There is also a legal precedent for those in the US to ensure pay equally.
Edie Goldberg, president of E. L. Goldberg & Associates explains: “Thanks to the Lilly Ledbetter Fair Pay Act of 2009 individuals who face pay discrimination can sue their employer for pay discrimination under this federal anti-discrimination law. “
Nonetheless, the law may not always help businesses: “Should companies make pay fully transparent to demonstrate their compliance with this law and engender them to their employees as a “good employer?” There is limited evidence that this practice will aid in attracting and retaining top performers.”

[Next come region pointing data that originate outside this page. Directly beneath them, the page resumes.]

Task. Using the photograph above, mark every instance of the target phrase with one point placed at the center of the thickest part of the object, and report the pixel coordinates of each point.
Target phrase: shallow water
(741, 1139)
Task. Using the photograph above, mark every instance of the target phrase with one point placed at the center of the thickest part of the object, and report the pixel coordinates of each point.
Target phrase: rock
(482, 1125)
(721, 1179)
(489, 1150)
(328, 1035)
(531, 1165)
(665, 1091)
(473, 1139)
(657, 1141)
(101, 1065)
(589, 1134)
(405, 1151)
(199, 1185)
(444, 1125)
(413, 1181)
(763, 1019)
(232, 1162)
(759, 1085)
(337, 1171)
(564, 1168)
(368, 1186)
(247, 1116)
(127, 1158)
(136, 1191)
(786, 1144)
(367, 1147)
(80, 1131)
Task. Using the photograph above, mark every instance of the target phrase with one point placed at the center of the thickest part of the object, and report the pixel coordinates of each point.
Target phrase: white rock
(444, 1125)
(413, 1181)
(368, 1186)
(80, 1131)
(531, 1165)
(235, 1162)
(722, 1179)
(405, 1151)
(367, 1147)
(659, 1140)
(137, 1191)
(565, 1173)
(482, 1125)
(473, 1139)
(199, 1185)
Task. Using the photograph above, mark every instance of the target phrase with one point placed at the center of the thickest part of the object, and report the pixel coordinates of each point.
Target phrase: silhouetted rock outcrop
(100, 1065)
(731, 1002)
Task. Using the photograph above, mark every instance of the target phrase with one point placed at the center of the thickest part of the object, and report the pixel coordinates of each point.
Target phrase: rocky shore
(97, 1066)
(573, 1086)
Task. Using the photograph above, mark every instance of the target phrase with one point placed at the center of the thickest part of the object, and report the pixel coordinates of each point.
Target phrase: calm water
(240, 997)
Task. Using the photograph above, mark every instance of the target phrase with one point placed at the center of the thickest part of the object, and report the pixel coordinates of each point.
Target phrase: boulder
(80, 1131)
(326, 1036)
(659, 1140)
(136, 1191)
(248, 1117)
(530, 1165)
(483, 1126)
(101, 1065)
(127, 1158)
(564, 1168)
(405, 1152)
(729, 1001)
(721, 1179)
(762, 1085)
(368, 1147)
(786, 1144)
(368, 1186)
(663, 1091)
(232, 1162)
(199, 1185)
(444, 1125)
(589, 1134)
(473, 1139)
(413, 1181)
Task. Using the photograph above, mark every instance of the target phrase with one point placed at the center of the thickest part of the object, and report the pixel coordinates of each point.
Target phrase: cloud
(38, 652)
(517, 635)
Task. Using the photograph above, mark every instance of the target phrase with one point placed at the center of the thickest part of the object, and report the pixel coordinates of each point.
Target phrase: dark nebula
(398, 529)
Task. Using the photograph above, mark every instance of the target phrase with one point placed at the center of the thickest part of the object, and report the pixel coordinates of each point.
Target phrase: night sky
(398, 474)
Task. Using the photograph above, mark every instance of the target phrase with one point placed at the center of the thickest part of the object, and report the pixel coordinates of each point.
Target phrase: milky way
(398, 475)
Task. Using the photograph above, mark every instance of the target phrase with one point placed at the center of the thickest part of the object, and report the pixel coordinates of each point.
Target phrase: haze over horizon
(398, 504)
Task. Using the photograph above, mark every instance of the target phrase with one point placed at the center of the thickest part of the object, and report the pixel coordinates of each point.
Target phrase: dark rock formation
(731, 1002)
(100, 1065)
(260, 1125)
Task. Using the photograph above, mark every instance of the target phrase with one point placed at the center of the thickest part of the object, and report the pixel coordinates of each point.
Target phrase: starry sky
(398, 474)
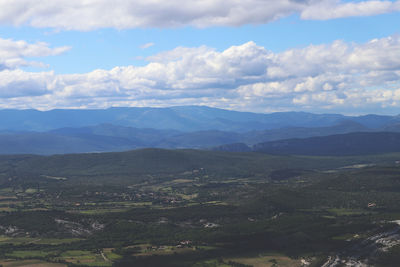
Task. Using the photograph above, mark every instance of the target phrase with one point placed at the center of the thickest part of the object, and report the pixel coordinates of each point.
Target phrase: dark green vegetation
(198, 208)
(335, 145)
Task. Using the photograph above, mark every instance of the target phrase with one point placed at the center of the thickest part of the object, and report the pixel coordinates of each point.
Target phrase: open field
(233, 209)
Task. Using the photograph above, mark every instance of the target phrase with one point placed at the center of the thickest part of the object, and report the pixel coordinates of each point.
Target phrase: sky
(321, 56)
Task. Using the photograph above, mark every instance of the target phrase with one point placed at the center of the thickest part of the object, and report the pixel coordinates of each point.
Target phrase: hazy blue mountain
(335, 145)
(182, 118)
(185, 118)
(345, 126)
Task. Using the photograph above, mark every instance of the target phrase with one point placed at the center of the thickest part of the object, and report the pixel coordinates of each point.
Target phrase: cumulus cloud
(147, 45)
(124, 14)
(333, 9)
(332, 76)
(13, 54)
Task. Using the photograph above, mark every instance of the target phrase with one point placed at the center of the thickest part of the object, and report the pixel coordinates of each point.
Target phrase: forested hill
(335, 145)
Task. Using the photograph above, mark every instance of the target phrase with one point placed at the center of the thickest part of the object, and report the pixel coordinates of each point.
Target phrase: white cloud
(333, 76)
(13, 54)
(124, 14)
(147, 45)
(333, 9)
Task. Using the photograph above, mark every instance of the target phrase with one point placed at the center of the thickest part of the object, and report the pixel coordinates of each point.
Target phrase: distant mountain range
(120, 129)
(334, 145)
(183, 118)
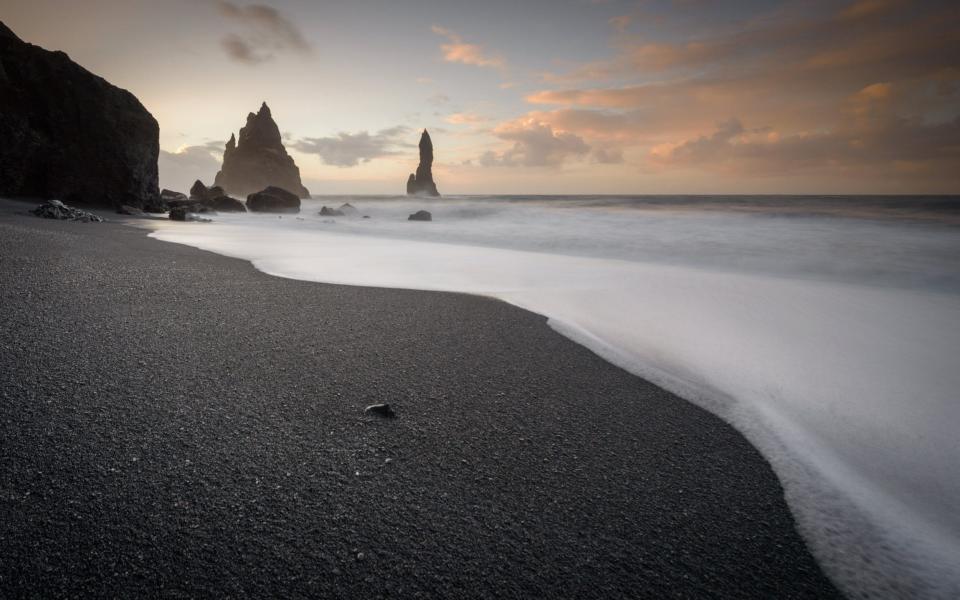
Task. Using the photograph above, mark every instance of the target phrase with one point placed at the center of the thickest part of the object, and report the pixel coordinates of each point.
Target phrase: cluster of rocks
(421, 183)
(258, 160)
(273, 199)
(54, 209)
(210, 200)
(71, 135)
(345, 210)
(420, 215)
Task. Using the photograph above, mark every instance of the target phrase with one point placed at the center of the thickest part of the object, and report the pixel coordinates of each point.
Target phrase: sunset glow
(545, 97)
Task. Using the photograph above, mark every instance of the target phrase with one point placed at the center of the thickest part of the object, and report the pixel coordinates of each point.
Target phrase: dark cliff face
(421, 183)
(67, 134)
(258, 159)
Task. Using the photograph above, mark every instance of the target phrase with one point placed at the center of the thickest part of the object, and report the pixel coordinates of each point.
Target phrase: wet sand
(175, 423)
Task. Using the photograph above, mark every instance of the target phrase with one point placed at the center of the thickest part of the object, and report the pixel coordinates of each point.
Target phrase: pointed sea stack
(258, 159)
(71, 135)
(421, 183)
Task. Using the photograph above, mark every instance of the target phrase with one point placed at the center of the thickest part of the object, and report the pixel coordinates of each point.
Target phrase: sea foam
(830, 340)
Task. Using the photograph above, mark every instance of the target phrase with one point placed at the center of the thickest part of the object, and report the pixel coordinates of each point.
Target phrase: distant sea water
(825, 328)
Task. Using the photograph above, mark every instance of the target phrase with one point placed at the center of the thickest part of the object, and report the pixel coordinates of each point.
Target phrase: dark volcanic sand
(177, 423)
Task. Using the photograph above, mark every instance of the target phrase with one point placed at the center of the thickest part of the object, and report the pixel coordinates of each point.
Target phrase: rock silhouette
(258, 159)
(420, 215)
(71, 135)
(273, 199)
(421, 183)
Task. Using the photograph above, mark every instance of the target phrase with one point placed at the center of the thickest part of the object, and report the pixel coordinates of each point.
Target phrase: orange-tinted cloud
(873, 87)
(456, 50)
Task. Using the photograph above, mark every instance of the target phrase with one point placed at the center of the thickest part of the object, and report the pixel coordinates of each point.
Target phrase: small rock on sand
(380, 410)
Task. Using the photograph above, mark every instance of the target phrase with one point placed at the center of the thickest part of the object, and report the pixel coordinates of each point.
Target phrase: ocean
(825, 328)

Goldberg notes: “Pay determination is a complex issue which takes into account the employee’s skills, experience, current performance, market-rate pay for a position, internal equity, and other factors such as retention risk and potential to advance in the organization.
“Making pay fully transparent is likely to lead to more problems of perceived fairness than it solves. “
Evidently, the issue of pay transparency is complex. But the fact that the average woman earns less than the average man will lead to questions of bias within organizations.
Equal Pay Day
Boughey discusses the importance of Equal Pay Day: “Equal Pay Day marks the day in the year where women effectively, on average, stop earning relative to men because of the gender pay gap.
“The Gender Pay Gap is not a myth – it’s real! It’s a global problem with over 145 countries having documented a gender pay gap. Equal pay for women can help end poverty.”
In terms of addressing the problem that the day symbolizes, Boughey notes: “Employers need to own their pay data, even if it’s an uncomfortable truth.
“They need to acknowledge that pay gaps exist and set out their commitment to closing any gaps as well as publish action plans against which they can be held to account.
“Organizations need to recognize that equality of pay is not only a legal requirement, but an important step towards a fairer society.”
Drilling down on this point, Roberts claims that companies need to “have some good, basic reward processes that are rigorously applied and understood.” Roberts says that this is “the absolute minimum” and “undertaking an equal pay audit is another important step.”
Roberts adds: “We’ve seen some recent court cases that could have been avoided, with the associated reputational damage, had these been conducted.
“An equal pay audit is specialist work, and should be carried out independently to have credibility, so getting a good partner to really understand the business is critical. And communicate your findings with an action plan of how to address these, and regularly review progress.
“Transparency and fairness in all pay-related dealings can make all the difference in engaging your workforce and really making them feel valued.”
Equal Pay Day is an important day, and it is time that businesses acted on their inequalities. However, could full transparency be a dangerous move in a time when businesses are concerned about staff retention?